JOURNAL ENTRY AND OPINION No. 106952

STATE OF OHIO

PLAINTIFF-APPELLEE

vs.

DARIUS KINNEY

DEFENDANT-APPELLANT

JUDGMENT: AFFIRMED

Criminal Appeal from the Cuyahoga County Court of Common Pleas Case No. CR-17-617832-A

BEFORE: Celebrezze, J., E.T. Gallagher, P.J., and Headen, J.

RELEASED AND JOURNALIZED: February 21, 2019 ATTORNEY FOR APPELLANT

Joseph V. Pagano P.O. Box 16869 Rocky River, Ohio 44116

ATTORNEYS FOR APPELLEE

Michael C. O’Malley Cuyahoga County Prosecutor BY: Kristin M. Karkutt Assistant Prosecuting Attorney The Justice Center, 9th Floor 1200 Ontario Street Cleveland, Ohio 44113

FRANK D. CELEBREZZE, JR., J.:

{¶1} Defendant-appellant, Darius Kinney (“appellant”), brings the instant appeal

challenging his convictions and sentence for aggravated vehicular homicide, failure to stop after

an accident, and tampering with evidence. More specifically, appellant argues that he was

denied the effective assistance of counsel because his trial counsel failed to file a motion to

suppress, and that the trial court’s imposition of consecutive sentences was contrary to law.

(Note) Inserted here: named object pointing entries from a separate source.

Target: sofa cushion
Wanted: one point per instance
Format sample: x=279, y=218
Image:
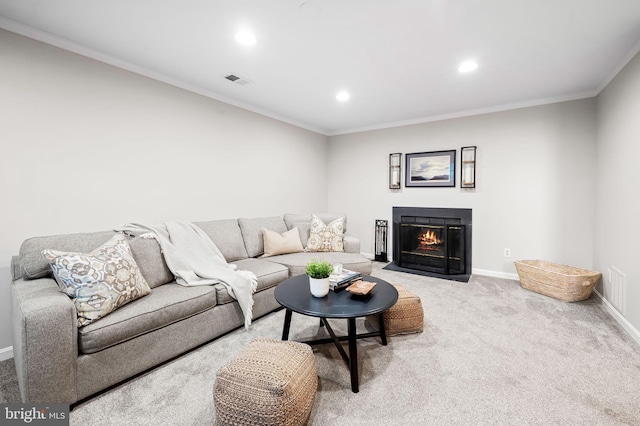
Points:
x=165, y=305
x=252, y=232
x=297, y=262
x=36, y=266
x=148, y=256
x=326, y=236
x=281, y=243
x=269, y=274
x=226, y=235
x=101, y=281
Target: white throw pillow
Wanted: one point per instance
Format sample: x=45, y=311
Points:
x=276, y=243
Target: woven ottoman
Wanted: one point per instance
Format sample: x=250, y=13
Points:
x=405, y=317
x=271, y=382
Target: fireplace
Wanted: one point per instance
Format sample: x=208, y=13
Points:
x=433, y=241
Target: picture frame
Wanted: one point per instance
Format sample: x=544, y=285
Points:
x=430, y=169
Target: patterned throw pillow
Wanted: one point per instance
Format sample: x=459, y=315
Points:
x=324, y=237
x=101, y=281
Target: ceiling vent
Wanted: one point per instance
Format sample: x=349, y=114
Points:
x=237, y=79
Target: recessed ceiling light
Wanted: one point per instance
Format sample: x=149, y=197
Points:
x=343, y=96
x=245, y=38
x=468, y=66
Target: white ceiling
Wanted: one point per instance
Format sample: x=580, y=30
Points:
x=397, y=58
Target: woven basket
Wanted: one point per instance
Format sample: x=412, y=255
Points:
x=269, y=383
x=562, y=282
x=404, y=317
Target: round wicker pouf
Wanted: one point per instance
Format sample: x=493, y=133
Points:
x=406, y=316
x=269, y=383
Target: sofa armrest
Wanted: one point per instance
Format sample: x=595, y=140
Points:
x=45, y=341
x=351, y=244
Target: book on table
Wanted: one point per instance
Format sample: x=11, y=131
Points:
x=342, y=280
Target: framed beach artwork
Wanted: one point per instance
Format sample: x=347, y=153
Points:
x=431, y=169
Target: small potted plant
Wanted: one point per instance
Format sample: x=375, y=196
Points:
x=319, y=272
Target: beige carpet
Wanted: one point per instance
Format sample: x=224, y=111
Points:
x=491, y=353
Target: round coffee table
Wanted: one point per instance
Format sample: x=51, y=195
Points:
x=294, y=295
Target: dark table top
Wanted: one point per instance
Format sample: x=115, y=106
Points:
x=294, y=294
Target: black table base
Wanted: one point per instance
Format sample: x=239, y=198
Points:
x=350, y=359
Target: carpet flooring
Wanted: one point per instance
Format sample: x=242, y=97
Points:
x=491, y=353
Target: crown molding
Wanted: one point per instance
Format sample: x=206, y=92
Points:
x=623, y=63
x=471, y=112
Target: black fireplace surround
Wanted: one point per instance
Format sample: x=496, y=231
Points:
x=433, y=241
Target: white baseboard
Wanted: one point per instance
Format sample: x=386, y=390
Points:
x=6, y=353
x=633, y=332
x=496, y=274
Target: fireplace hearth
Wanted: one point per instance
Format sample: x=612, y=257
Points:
x=433, y=241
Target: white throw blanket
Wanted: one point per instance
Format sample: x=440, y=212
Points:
x=195, y=260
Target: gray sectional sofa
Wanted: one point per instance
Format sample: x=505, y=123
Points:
x=57, y=361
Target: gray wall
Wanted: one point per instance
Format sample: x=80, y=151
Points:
x=534, y=190
x=86, y=147
x=617, y=235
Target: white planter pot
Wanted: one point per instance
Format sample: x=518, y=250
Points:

After a thorough review of the record and law, this court affirms.

I. Factual and Procedural History

{¶2} On May 29, 2017, at 1:00 a.m., appellant was operating his vehicle at an excessive

rate of speed, 51 mph in a 35 mph zone. As appellant’s vehicle approached the intersection of

East 93rd Street and Gibson Street in Cleveland, Ohio, his vehicle struck and killed two

individuals, Denise Bradley and Leo Pinkard, as they were attempting to cross East 93rd Street. Appellant failed to stop after his vehicle struck the two victims and failed to render aid.

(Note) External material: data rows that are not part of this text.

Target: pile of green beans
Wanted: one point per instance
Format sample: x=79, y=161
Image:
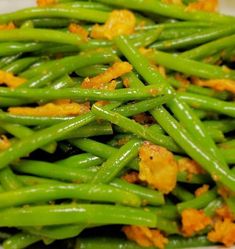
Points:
x=65, y=178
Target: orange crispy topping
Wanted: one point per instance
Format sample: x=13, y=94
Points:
x=120, y=22
x=4, y=143
x=145, y=237
x=208, y=5
x=8, y=26
x=10, y=80
x=157, y=163
x=194, y=221
x=190, y=166
x=44, y=3
x=51, y=109
x=201, y=190
x=104, y=80
x=131, y=177
x=217, y=84
x=225, y=213
x=79, y=30
x=224, y=232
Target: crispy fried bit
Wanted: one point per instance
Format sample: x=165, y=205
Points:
x=52, y=109
x=131, y=177
x=79, y=30
x=190, y=166
x=217, y=84
x=8, y=26
x=225, y=213
x=44, y=3
x=178, y=2
x=157, y=163
x=145, y=237
x=201, y=190
x=105, y=80
x=120, y=22
x=224, y=232
x=194, y=221
x=4, y=143
x=208, y=5
x=10, y=80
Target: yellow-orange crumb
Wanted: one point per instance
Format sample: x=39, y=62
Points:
x=194, y=221
x=225, y=213
x=4, y=143
x=157, y=163
x=208, y=5
x=105, y=80
x=201, y=190
x=8, y=26
x=131, y=177
x=79, y=30
x=10, y=80
x=120, y=22
x=217, y=84
x=44, y=3
x=145, y=237
x=224, y=232
x=52, y=109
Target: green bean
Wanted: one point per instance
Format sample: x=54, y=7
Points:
x=198, y=202
x=20, y=131
x=210, y=209
x=116, y=243
x=148, y=196
x=51, y=170
x=111, y=168
x=83, y=94
x=229, y=155
x=27, y=24
x=189, y=67
x=208, y=103
x=20, y=241
x=195, y=39
x=198, y=89
x=20, y=65
x=43, y=137
x=85, y=5
x=179, y=108
x=182, y=194
x=9, y=180
x=9, y=59
x=31, y=120
x=134, y=127
x=170, y=10
x=184, y=177
x=55, y=11
x=76, y=213
x=210, y=48
x=13, y=48
x=67, y=65
x=223, y=125
x=230, y=144
x=84, y=160
x=99, y=149
x=142, y=106
x=49, y=192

Appellant fled the scene traveling southbound on East 93rd Street.

{¶3} Later that same day, approximately 12 hours later, Cleveland police received an

anonymous tip that led investigating officers to appellant’s residence. Investigating officers

observed appellant’s vehicle backed into his garage. The vehicle was backed into the garage

such that the front half of the vehicle was observed by investigating officers. Although a

blanket covered a portion of the hood of the vehicle, officers were able to observe damage to the

vehicle’s windshield. The damage to the windshield was consistent with what had been

observed at the scene of the accident.

{¶4} As officers were approaching appellant’s vehicle, appellant exited his residence and

admitted to investigating officers that he had been driving his vehicle the previous evening.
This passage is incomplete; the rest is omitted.